I read this morning about a new gadget, the Tikker Death Watch, a wristwatch that ticks off the seconds until you die. The watch-wearer fills out a questionnaire, inputs age and the countdown begins. (The watch employs a logarithm used by the federal government to estimate life expectancy.)

Swiss inventor, Fredrick Colting, a former grave digger it should be noted, got the idea for the watch when his grandfather died: “It made me think about death and the transience of life, and I realized that nothing matters when you are dead. Instead, what matters is what we do when we are alive.” (One potential customer quipped that he would "Blast some Ethel Merman one last time while sipping latte.")   

King Hezekiah of Judah had a "Death Watch" of sorts: He was gravely ill and the prophet Isaiah said the countdown had begun. The king, who was the only 38 years old at the time, begged for additional days. God in his mercy gave him fifteen years. Sad to say, Hezekiah squandered those years, exposing Judah's treasure to the Babylonians, a self-serving decision that led to the Babylonian Captivity some years later. He also fathered Manasseh, an awful man that led the nation of Judah into moral ruin.
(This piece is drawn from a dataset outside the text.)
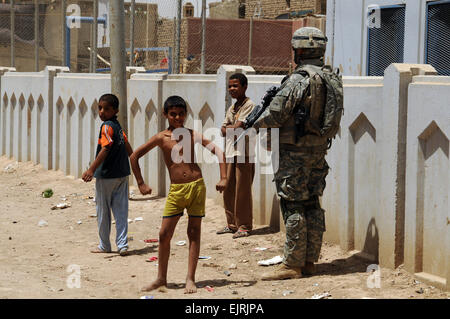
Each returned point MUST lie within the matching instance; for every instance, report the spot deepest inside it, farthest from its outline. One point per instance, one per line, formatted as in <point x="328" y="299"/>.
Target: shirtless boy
<point x="187" y="189"/>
St. Peter had a “Death Watch” as well: "The end of all things is at hand; therefore be self- controlled and sober- minded for the sake of your prayers. Above all keep loving one another earnestly, since love covers a multitude of sins. Show hospitality to one another without grumbling. As each has received a gift, use it to serve one another, as good stewards of God's varied grace..." (1 Peter 4:7-10).

What can we do with the moments that remain? Fret about them or fritter them away?  Here’s Peter’s guidance: Pray, love those inside and outside of God’s family and use your spiritual gifts to serve others. Put another way, do the things that have eternal significance.

In the words of a plaque that hung on the wall of my boyhood home:

Only one life will soon be past;

only what's done for Christ will last.

And when I am dying how glad I will be,

that the lamp of my life has blazed out for Thee.